A convenience function to perform overall metric analysis: mean, median, CI.

Usage

distribution_estimate(v, successes=NULL, num_quantiles=101, observed=FALSE)

Arguments

v

a vector of values to be analyzed (for nonbinary data), or number of trials (for binary data)

successes

number of successes (for binary data)

num_quantiles

number of quantiles to split into

observed

whether to generate the observed distribution (rather than the estimated distribution of the mean); default FALSE

Value

a data frame with the following columns:

quantiles

the estimated quantiles (0,0.01,0.02,...,1) for the mean, using a Beta-binomial estimate of p for binomial data, a bootstrapped quantile distribution for real-valued numbers

x

x values for plotting a lineplot of the estimated distribution

y

y values for plotting a lineplot of the estimated distribution

mids

mid values for plotting a barplot of the estimated distribution

lefts

left values for plotting a barplot of the estimated distribution

rights

right values for plotting a barplot of the estimated distribution

widths

width values for plotting a barplot of the estimated distribution

heights

height values for plotting a barplot of the estimated distribution

probabilities

probabilities indicating how much probability is contained in each barplot

Author(s)

Thomas Lotze <[email protected]>

Examples

metric_list = list(rbinom(n=100,size=1,prob=0.5),
                   rbinom(n=100,size=1,prob=0.7),
                   rpois(n=100, lambda=5))
distribution_estimate(length(metric_list[[1]]), sum(metric_list[[1]]))
distribution_estimate(length(metric_list[[2]]), sum(metric_list[[2]]))
de = distribution_estimate(metric_list[[3]])
plot(de$x, de$y, type="l")
barplot(de$heights, de$widths)
distribution_estimate(metric_list[[3]], observed=TRUE)

prob_winner

Description

Function to compute probability that each arm is the winner, given simulated posterior results

Usage

prob_winner(post)

Arguments

post

the simulated results from the posterior, provided by sim_post

Author(s)

Thomas Lotze and Markus Loecher

Examples

x=c(10,20,30,50)
n=c(100,102,120,130)
betaPost = sim_post(x,n)
prob_winner(betaPost)

significance_analysis

Description

A convenience function to perform overall proportion comparison using prop.test, before doing pairwise comparisons, to see what outcomes seem to be better than others.

Usage

significance_analysis(x, n)

Arguments

x

as in prop.test, a vector of the number of successes

n

as in prop.test, a vector of the number of trials

Value

a data frame with the following columns:

successes

x

totals

n

estimated_proportion

x/n

lower

0.95 confidence interval on the estimated amount by which this alternative outperforms the next-lower alternative

upper

0.95 confidence interval on the estimated amount by which this alternative outperforms the next-lower alternative

significance

p-value for the test that this alternative outperforms the next-lower alternative

order

order, by highest success proportion

best

1 if it is part of the 'highest performing group' – those groups which were not significantly different from the best group

p_best

Bayesian posterior probability that this alternative is the best binomial bandit

Note

This is intended for use in A/B split testing – so sizes of n should be roughly equal.

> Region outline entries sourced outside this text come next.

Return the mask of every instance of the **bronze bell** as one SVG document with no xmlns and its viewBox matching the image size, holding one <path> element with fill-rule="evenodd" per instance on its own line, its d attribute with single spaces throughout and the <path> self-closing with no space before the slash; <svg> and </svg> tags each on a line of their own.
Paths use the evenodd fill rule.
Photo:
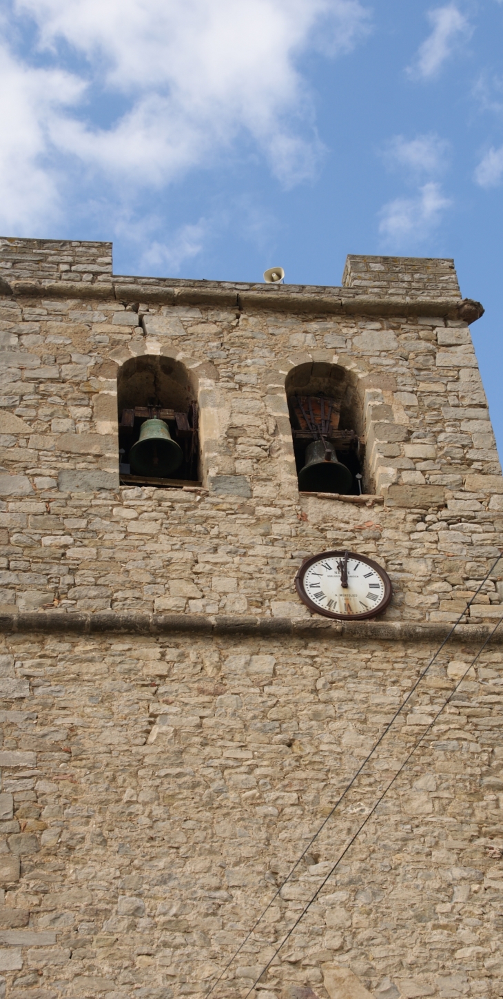
<svg viewBox="0 0 503 999">
<path fill-rule="evenodd" d="M 141 425 L 138 441 L 129 452 L 133 475 L 165 479 L 176 472 L 182 462 L 182 449 L 171 439 L 164 420 L 146 420 Z"/>
<path fill-rule="evenodd" d="M 344 496 L 353 485 L 353 476 L 335 449 L 324 441 L 313 441 L 306 448 L 306 464 L 299 473 L 299 489 L 304 493 L 339 493 Z"/>
</svg>

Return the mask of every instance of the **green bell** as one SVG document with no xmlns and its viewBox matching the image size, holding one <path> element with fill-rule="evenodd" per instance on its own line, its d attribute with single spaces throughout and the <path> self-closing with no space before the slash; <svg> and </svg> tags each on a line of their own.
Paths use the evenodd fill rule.
<svg viewBox="0 0 503 999">
<path fill-rule="evenodd" d="M 324 441 L 313 441 L 306 448 L 306 464 L 299 472 L 299 489 L 303 493 L 338 493 L 344 496 L 353 485 L 353 477 L 335 449 Z"/>
<path fill-rule="evenodd" d="M 139 440 L 129 452 L 133 475 L 166 479 L 182 462 L 182 449 L 171 439 L 164 420 L 146 420 L 141 425 Z"/>
</svg>

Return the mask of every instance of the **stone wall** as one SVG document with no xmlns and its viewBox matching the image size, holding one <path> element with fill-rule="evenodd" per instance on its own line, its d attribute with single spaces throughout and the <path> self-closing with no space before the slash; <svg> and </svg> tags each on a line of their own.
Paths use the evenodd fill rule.
<svg viewBox="0 0 503 999">
<path fill-rule="evenodd" d="M 214 993 L 244 996 L 503 612 L 497 565 L 463 614 L 502 546 L 482 309 L 452 261 L 351 257 L 332 289 L 116 278 L 97 243 L 2 240 L 0 264 L 8 997 L 202 996 L 464 622 Z M 200 487 L 119 485 L 132 359 L 185 366 Z M 299 495 L 301 366 L 354 387 L 362 498 Z M 302 558 L 340 546 L 392 578 L 368 625 L 296 595 Z M 501 994 L 500 702 L 498 640 L 262 999 Z"/>
</svg>

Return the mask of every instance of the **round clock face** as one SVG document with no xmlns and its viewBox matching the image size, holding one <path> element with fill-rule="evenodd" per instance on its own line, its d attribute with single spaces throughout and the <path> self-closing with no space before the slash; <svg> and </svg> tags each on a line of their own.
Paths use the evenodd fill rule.
<svg viewBox="0 0 503 999">
<path fill-rule="evenodd" d="M 339 620 L 374 617 L 388 606 L 392 594 L 387 572 L 355 551 L 322 551 L 307 558 L 295 586 L 311 610 Z"/>
</svg>

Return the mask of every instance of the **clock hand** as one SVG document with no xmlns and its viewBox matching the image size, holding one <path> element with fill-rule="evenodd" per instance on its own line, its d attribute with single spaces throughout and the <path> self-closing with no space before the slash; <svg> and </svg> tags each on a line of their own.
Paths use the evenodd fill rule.
<svg viewBox="0 0 503 999">
<path fill-rule="evenodd" d="M 341 573 L 341 586 L 344 589 L 347 589 L 348 585 L 349 585 L 349 583 L 348 583 L 348 553 L 347 553 L 347 551 L 344 552 L 344 561 L 342 561 L 342 559 L 341 559 L 341 561 L 337 565 L 337 568 L 339 569 L 339 571 Z"/>
</svg>

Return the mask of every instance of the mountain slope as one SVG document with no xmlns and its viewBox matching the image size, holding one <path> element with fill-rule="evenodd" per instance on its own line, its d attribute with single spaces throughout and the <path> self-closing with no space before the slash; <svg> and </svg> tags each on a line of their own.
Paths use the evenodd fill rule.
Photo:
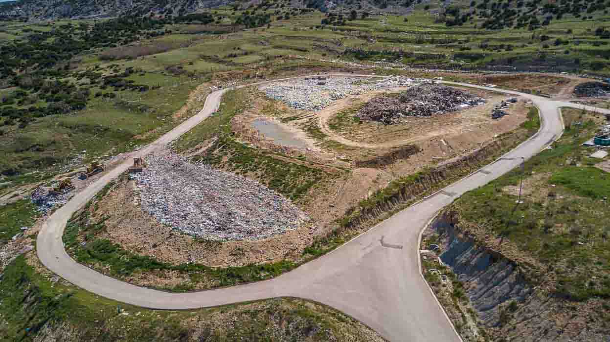
<svg viewBox="0 0 610 342">
<path fill-rule="evenodd" d="M 0 4 L 0 15 L 32 19 L 122 15 L 182 15 L 230 2 L 230 0 L 22 0 Z"/>
</svg>

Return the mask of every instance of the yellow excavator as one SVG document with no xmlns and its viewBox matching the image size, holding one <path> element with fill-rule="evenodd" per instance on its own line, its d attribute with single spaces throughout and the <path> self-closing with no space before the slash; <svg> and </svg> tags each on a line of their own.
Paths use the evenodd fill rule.
<svg viewBox="0 0 610 342">
<path fill-rule="evenodd" d="M 96 162 L 92 162 L 87 167 L 87 171 L 81 173 L 81 179 L 87 179 L 96 173 L 104 171 L 104 165 Z"/>
</svg>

Also, note that alternatives which have the same rank are grouped together for analysis with the 'next-lower' alternative, so you may want to check to see if ranks are equal.

Author(s)

Thomas Lotze <[email protected]>

See Also

prop.test

Examples

x = c(10,20,30,50)
n = c(100,102,120,130)
sa = significance_analysis(x,n)
sa[rev(order(sa$estimated_proportion)), ]

x = c(37,41,30,43,39,30,31,35,50,30)
n = rep(50, length(x))
sa = significance_analysis(x,n)
sa[rev(order(sa$estimated_proportion)), ]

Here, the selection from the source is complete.